Things have always been a bit slow around here, I will admit.
A large part of that is due to the fact that I, myself, am slow. I have a regular, 40-hour per week job that eats up most of my life, then there is family, then there are the myriad hobbies which jockey for turns in claiming the couple of hours or so I have each night before bed - a time that, like some creeping, time-gobbling glacier, inches earlier and earlier into the evening every year. Team Fortress 2 has not helped at all, and that is an understatement.
The short version is that I jump into a lot of different projects and they rarely get finished before another project comes along. At least projects offer the potential for in-progress updates and content.
What do you do when the project being worked on does really exist until it is finished? A story, for example?
I began writing what I thought was going to be a short story. Nevermet is putting together an anthology of short stories and, like with almost every other project they announce, I tried to get in on the action. But the story kept going ... and going. And going. It now currently sits at 15,467 words (shooting for at least 20k) and I think I'm halfway done with it.
I won't have the 50,000+ words publishers want to see for a novel. It will fall somewhere in or around the category of being a novella, depending on who you ask. A young adult novel, perhaps, though the content may not lend itself that demographic.
But what can I say about it? I don't want to give away plot or characters or anything that might be worth stealing - I'm paranoid like that - but I do want to draw in any potential readers' interest.
I read somewhere online (Peter Shallard or Lifehacker, I think) that if you tell people what you are working on, you are less likely to finish it. That the act of sharing some how equates to the act of finishing in our brains and gives us enough of a 'rush' that we grow bored or impatient with having to continue working on it and move on to the next project.
So why the heck am I writing this post? Have I shared too much? Does letting the few of you who know this blog exists what I've been up to put the whole story at risk?
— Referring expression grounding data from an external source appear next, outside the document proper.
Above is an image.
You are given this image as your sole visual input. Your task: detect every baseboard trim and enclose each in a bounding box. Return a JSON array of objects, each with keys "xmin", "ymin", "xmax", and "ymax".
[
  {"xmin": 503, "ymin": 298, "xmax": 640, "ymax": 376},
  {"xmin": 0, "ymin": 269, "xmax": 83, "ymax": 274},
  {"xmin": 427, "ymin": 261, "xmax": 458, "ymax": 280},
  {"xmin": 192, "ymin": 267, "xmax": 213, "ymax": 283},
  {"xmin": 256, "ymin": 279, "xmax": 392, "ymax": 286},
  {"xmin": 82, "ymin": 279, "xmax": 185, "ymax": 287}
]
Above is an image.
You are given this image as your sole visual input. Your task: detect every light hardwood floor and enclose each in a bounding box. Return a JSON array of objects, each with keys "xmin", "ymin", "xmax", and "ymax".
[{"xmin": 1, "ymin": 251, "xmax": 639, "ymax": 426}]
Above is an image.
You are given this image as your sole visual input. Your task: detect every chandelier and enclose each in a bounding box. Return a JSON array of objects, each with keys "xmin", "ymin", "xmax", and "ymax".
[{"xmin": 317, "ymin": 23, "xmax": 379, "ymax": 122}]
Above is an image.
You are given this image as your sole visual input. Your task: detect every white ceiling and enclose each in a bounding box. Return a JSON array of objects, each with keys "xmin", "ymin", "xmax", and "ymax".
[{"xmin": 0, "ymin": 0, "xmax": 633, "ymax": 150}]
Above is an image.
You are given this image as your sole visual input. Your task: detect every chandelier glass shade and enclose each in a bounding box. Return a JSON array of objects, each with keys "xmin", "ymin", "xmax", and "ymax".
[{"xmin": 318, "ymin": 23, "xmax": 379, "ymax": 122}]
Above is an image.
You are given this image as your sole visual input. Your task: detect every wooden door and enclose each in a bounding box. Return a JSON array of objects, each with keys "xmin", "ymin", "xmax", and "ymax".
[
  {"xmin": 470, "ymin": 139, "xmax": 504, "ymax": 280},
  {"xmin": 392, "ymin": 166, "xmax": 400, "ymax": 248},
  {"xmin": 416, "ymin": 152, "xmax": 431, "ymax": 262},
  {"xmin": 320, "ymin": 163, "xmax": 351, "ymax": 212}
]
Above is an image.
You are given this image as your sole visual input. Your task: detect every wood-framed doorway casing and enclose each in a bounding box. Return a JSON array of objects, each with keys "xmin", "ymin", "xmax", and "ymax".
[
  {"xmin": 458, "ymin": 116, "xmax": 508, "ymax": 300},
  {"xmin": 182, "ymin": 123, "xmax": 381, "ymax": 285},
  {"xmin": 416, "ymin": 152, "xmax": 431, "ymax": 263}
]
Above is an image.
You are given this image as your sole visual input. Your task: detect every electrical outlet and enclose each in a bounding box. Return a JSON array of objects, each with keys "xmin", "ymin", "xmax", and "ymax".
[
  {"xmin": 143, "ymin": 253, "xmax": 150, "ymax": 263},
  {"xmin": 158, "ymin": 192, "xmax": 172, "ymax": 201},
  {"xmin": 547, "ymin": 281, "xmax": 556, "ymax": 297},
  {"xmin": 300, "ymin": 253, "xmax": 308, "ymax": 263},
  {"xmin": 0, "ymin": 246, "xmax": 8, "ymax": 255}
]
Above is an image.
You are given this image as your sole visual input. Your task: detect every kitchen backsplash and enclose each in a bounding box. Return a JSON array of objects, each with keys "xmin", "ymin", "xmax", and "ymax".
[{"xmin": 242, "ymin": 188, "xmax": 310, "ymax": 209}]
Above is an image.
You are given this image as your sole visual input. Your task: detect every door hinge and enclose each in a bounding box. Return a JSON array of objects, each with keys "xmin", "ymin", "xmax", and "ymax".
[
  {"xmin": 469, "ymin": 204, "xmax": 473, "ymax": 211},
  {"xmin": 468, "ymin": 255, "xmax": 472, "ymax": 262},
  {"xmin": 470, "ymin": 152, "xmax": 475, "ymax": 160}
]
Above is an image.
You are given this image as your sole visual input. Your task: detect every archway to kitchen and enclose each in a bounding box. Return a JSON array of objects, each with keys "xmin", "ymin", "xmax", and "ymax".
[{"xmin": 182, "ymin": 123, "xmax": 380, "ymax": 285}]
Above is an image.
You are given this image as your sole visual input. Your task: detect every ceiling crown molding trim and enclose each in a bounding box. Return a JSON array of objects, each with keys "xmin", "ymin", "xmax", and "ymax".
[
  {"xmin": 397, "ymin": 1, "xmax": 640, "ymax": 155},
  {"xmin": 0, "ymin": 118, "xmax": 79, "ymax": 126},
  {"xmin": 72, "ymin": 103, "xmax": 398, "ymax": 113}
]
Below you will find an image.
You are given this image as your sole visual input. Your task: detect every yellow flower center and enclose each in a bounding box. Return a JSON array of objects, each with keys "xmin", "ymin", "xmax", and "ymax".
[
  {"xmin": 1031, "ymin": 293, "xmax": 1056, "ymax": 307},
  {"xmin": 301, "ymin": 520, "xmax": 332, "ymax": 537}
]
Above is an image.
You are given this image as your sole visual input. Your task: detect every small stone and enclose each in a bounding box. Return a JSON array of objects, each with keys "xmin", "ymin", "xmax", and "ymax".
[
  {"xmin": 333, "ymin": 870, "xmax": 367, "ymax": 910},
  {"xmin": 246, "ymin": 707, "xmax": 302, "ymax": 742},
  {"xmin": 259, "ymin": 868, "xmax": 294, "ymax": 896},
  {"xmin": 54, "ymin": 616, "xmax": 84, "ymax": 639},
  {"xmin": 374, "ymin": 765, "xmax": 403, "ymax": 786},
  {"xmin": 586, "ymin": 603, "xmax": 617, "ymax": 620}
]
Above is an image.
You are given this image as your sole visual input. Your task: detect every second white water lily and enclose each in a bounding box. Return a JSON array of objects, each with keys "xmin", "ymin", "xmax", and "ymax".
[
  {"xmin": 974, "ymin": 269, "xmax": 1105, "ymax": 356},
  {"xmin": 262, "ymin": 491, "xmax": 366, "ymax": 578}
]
I think (hope) it obligates me to finish.
But really, I'm writing this because, in my mind, I think I'm staying relevant. I feel like, by saying "I'm still here!" the few you who have this feed bookmarked (or whatever) will stick around to see what happens next, that this isn't just another exercise in vanity someone started and let fall by the wayside.
I WILL have something to offer. I just don't know what. Or when. So ... see you around?